Selon Eve Appeal, il existe plus de 200 types de VPH, classés en deux catégories : VPH à faible risque et VPH à haut risque. Environ 14 types de VPH sont considérés comme à haut risque de cancer du col de l’utérus, et deux d’entre eux (VPH 16 et VPH 18) sont responsables d’environ 70 % des cas de cancer du col de l’utérus, d’après Cancer Research UK.
« Les VPH 16 et 18 peuvent infecter le col de l’utérus et, si l’infection persiste, augmenter le risque de cancer », explique le Dr Olaitan.
Comment savoir si l’on est porteur du VPH ?
« En général, le VPH ne provoque aucun symptôme.

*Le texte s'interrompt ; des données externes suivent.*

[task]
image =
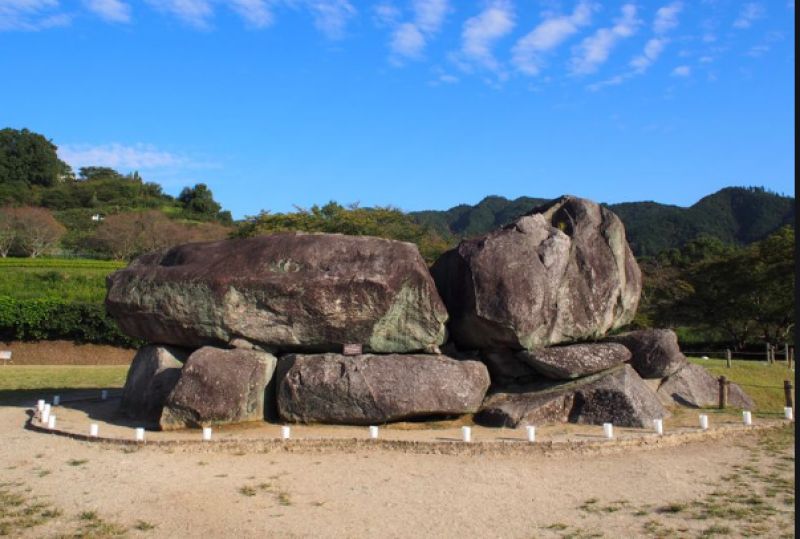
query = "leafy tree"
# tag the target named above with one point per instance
(7, 232)
(126, 235)
(334, 218)
(98, 173)
(199, 200)
(35, 230)
(713, 287)
(29, 159)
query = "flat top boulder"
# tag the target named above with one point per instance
(562, 273)
(286, 291)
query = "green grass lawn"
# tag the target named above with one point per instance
(77, 280)
(23, 382)
(762, 381)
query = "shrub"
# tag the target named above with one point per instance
(52, 318)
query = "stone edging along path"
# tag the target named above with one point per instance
(646, 441)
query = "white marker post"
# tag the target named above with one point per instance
(658, 424)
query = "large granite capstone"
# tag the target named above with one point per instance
(373, 389)
(562, 273)
(288, 292)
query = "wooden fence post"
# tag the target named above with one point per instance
(723, 392)
(787, 389)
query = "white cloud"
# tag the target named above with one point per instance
(119, 156)
(549, 34)
(758, 50)
(430, 14)
(481, 32)
(198, 13)
(652, 50)
(31, 15)
(613, 81)
(682, 71)
(667, 18)
(407, 41)
(410, 39)
(595, 49)
(110, 10)
(193, 12)
(386, 14)
(256, 13)
(750, 13)
(332, 16)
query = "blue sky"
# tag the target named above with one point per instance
(419, 104)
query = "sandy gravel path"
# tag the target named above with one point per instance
(192, 491)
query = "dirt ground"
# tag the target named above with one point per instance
(66, 353)
(730, 486)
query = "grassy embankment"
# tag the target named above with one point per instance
(77, 280)
(762, 381)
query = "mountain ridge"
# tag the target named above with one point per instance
(735, 215)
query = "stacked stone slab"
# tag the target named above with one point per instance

Si vous ne passez pas de dépistage régulier du cancer du col de l’utérus, vous ne saurez pas si vous êtes infecté », souligne le Dr Olaitan. « La détection du VPH est importante car elle permet d’identifier les personnes à risque de développer des cellules anormales, qui, si elles ne sont pas traitées, peuvent évoluer vers un cancer du col de l’utérus. »
Toute personne ayant un col de l’utérus est invitée à un dépistage par le NHS tous les cinq ans, entre 25 et 64 ans, selon le site web du NHS. Lors de ce dépistage, un échantillon de cellules est prélevé sur le col de l’utérus et analysé pour détecter la présence de types de VPH à haut risque, ainsi que d’éventuelles anomalies cellulaires.
« Si le premier test révèle la présence d’un VPH à haut risque, un test de cytologie réflexe sera effectué sur le même échantillon pour rechercher des cellules anormales », précise le Dr Olaitan. « Si aucune anomalie n’est détectée, un nouveau dépistage sera programmé à un intervalle plus court. En cas de cellules anormales, une colposcopie sera réalisée pour examiner le col de l’utérus de plus près. »
Existe-t-il des moyens de se protéger contre le VPH ?
« Le vaccin contre le VPH est très efficace pour prévenir l’infection », assure le Dr Olaitan. « Il est généralement administré aux enfants âgés de 11 à 13 ans, mais il est également recommandé jusqu’à l’âge de 45 ans, bien que son efficacité diminue avec l’âge. Il peut être administré même si vous avez déjà été exposé au VPH ou si vous êtes actuellement infecté, car il renforce l’immunité. Il est donc toujours bénéfique de se faire vacciner, mais il est préférable de le faire jeune. »
Quels sont les symptômes du cancer du col de l’utérus à surveiller ?
« Les symptômes les plus courants du cancer du col de l’utérus sont des saignements après un rapport sexuel, des saignements entre les règles, des saignements après la ménopause ou des pertes vaginales anormales et persistantes », souligne le Dr Olaitan. « Bien que ces symptômes soient souvent liés à des affections bénignes, il est important de ne pas les ignorer et de consulter un médecin pour écarter toute cause plus grave. »
Quel est le message le plus important à retenir concernant le VPH et le cancer du col de l’utérus ?
« Il est essentiel de se rappeler que le cancer du col de l’utérus est évitable. Les personnes qui se soumettent régulièrement à un dépistage ont peu de risques de développer cette maladie », conclut le Dr Olaitan. « Le dépistage et la vaccination sont deux mesures essentielles pour préserver votre santé. »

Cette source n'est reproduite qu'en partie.